Calculate the limit $\lim_{n \to \infty} \int_1^e x^m e^x (\log x)^n dx$ with limsup and liminf

Question

I have a question about how to prove the limit using $\limsup$. On the other day, I was asked the following problem in the exam:

Let $m$ and $n$ be positive integers. Calculate the following limit, where $m$ is fixed. $$ \lim_{n \to \infty} \int_1^e x^m e^x (\log x)^n dx $$

To this problem, I answered in the manner shown below:

(My solution) Take any $\varepsilon \in (0, 1)$. Now $f_n(x)$ denotes the integrand of the integral in question ($f_n(x)$ depends on $m$ of course, but $m$ is fixed in this problem so no problems may occur even if $m$ is not appear in the notation).
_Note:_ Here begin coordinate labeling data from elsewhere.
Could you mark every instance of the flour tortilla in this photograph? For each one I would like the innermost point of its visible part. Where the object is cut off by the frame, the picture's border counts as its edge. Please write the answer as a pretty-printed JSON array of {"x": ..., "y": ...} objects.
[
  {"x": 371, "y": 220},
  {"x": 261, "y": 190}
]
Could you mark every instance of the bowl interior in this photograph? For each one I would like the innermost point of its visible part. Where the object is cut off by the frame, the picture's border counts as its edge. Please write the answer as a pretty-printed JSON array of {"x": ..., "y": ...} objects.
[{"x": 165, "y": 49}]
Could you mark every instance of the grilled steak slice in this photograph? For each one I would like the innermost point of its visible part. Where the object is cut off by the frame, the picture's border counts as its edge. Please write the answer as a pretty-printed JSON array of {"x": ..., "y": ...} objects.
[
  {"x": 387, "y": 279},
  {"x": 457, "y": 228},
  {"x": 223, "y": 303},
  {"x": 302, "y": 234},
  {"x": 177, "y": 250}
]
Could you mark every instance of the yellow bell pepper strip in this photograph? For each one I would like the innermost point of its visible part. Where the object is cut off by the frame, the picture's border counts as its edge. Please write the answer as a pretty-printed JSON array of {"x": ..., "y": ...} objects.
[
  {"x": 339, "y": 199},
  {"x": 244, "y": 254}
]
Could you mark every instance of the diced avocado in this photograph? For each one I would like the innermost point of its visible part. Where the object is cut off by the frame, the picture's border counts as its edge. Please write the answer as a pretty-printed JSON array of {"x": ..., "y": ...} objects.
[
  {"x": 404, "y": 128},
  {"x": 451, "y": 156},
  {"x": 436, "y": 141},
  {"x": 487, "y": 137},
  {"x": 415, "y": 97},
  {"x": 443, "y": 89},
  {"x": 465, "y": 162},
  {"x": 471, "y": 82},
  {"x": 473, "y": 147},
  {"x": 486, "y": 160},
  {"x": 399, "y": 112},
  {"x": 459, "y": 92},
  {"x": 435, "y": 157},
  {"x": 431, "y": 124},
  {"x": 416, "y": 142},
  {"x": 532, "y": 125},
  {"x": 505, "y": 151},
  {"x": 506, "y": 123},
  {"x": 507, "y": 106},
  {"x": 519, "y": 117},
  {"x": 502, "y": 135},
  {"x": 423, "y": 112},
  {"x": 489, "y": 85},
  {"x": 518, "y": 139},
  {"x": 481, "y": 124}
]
First, split the integral into two pieces, $$ \int_1^e f_n(x) dx = \int_1^{e - \varepsilon} f_n(x) dx + \int_{e - \varepsilon}^e f_n(x) dx, $$ and call the first term $I_1$ and the second $I_2$. Since all of $x^m$, $e^x$ and $(\log x)^n$ are increasing functions on $[1, e]$, so is $f_n(x)$. Then, $I_1$ is evaluated as below: $$ I_1 \le \int_1^{e - \varepsilon} f_n(e - \varepsilon) dx = f_n(e - \varepsilon)(e - \varepsilon - 1). $$ Similarly, $I_2$ is evaluated like $$ I_2 \le \int_{e - \varepsilon}^e f_n(e) = f_n(e)\varepsilon. $$ Since $\log(e - \varepsilon) \in (0, 1)$, I obtained $$ \lim_{n \to \infty} f_n(e - \varepsilon)(e - \varepsilon - 1) = \lim_{n \to \infty} (e - \varepsilon)^m e^{e - \varepsilon} (\log(e - \varepsilon))^n = 0 $$ and $$ \lim_{n \to \infty} f_n(e)\varepsilon = \lim_{n \to \infty} e^m e^e (\log e)^n \varepsilon = e^{m + e}\varepsilon. $$ Therefore, I conclude that $$ 0 \le \liminf_{n \to \infty} \int_1^e f_n(x) dx \le \limsup_{n \to \infty} \int_1^e f_n(x) \le \limsup_{n \to \infty} (I_1 + I_2) \le \limsup_{n \to \infty} (f_n(e - \varepsilon)(e - \varepsilon - 1) + f_n(e)\varepsilon) = e^{m + e}\varepsilon. $$ Since $\varepsilon$ is arbitrary, both $\liminf$ and $\limsup$ of the integral as $n \to \infty$ must be $0$, which indicates $$ \lim_{n \to \infty} \int_1^e x^m e^x (\log x)^n dx = 0. $$

Is my proof valid or invalid? If there are either trivial or nontrivial mistakes, please let me know which part I should modify. Especially, my most worried thing is how to use $\liminf$ and $\limsup$.

Answer 1

Your proof is valid, and very well-written.

Eventually you will learn about Measure Theory and Dominated Convergence, and then this one is a one-liner!